Agent-Based Models of Admissions: Research Foundations

cas_abm_research_foundations.md · 1,794 words · 7 min read

Agent-Based Models of Admissions: Research Foundations

A reader's guide to the matching-markets and ABM literature that grounds college-monte-carlo's two-sided simulation.

College admissions is a two-sided sequential matching market with private information on both sides, holistic review, decentralized round structure, and feedback loops between yield expectations and admit decisions. Closed-form economic models — even sophisticated ones — capture only slices of this. Agent-based simulation captures the full mechanism, but at a methodological cost: ABMs are easy to write and hard to validate. This page is the entry point to the academic literature that informs how college-monte-carlo handles that tradeoff, and to the local mirror of 36 papers + 6 simplified reproductions we keep alongside the simulator's source.

If you came here looking for a single answer to "what is the right model of college admissions," there isn't one.
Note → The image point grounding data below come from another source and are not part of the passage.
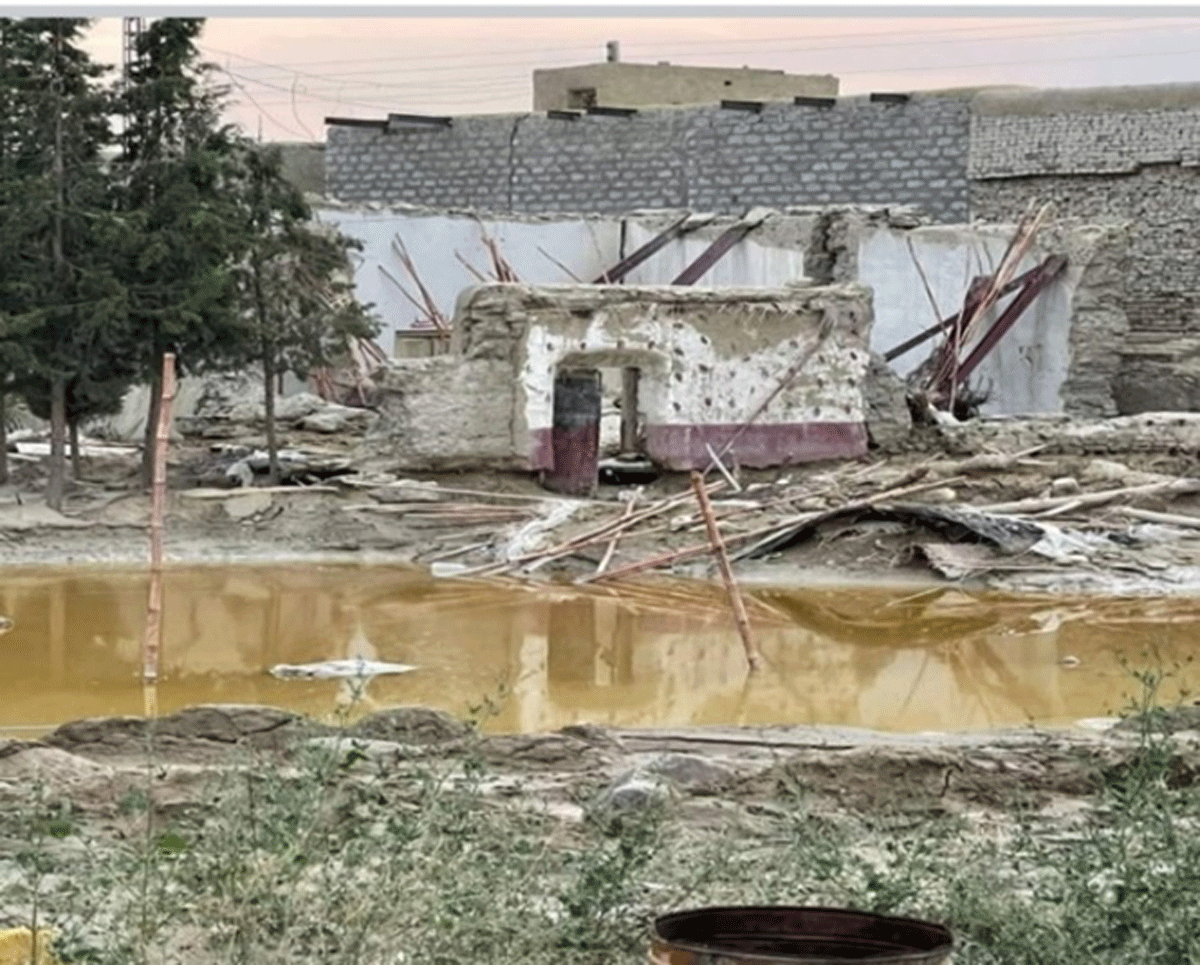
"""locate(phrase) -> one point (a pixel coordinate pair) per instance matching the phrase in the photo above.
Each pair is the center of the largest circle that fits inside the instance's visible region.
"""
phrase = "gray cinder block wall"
(708, 159)
(1125, 156)
(1128, 155)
There are five threads of literature that each get something different right, and the pages linked below explain what each one teaches and where college-monte-carlo follows or diverges.

Why ABMs for college admissions

The textbook frame for college admissions is the two-sided matching problem introduced by Gale and Shapley in 1962. In its purest form (deferred acceptance, complete preferences, strict orderings), the problem has clean theorems: a stable matching always exists, can be found algorithmically, and is strategy-proof for the proposing side. School-choice mechanism design is built on top of this foundation, and it has produced real-world successes — most notably the National Resident Matching Program (NRMP) for medical residents.

US college admissions departs from the clean model in at least six ways: it is decentralized (no clearinghouse), runs across multiple rounds with binding commitments (Early Decision functions as a one-sided exploding offer), uses holistic review (subjective, sometimes intransitive preferences), faces capacity uncertainty (yield management — colleges admit more than their seats), bundles financial aid into the match as a contract dimension, and operates under information asymmetries that are themselves correlated with socioeconomic status. The matching-theory primer at College Admissions as a Matching Market walks through each of these in detail.

Once a model has to capture all six of those features simultaneously, closed-form analysis runs out of room. ABMs become the natural toolkit: heterogeneous agents, explicit round structure, calibrated to empirical targets (Common Data Set acceptance rates, yield rates, SAT/GPA distributions, demographic mix), and run as a Monte Carlo over a stochastic logit admission process. The cost is rigor: with enough free parameters an ABM can match any pattern. The discipline that prevents this — calibration against external targets, mechanism decomposition, ablation studies, model selection between rival behavioral specifications — is exactly what the literature below provides.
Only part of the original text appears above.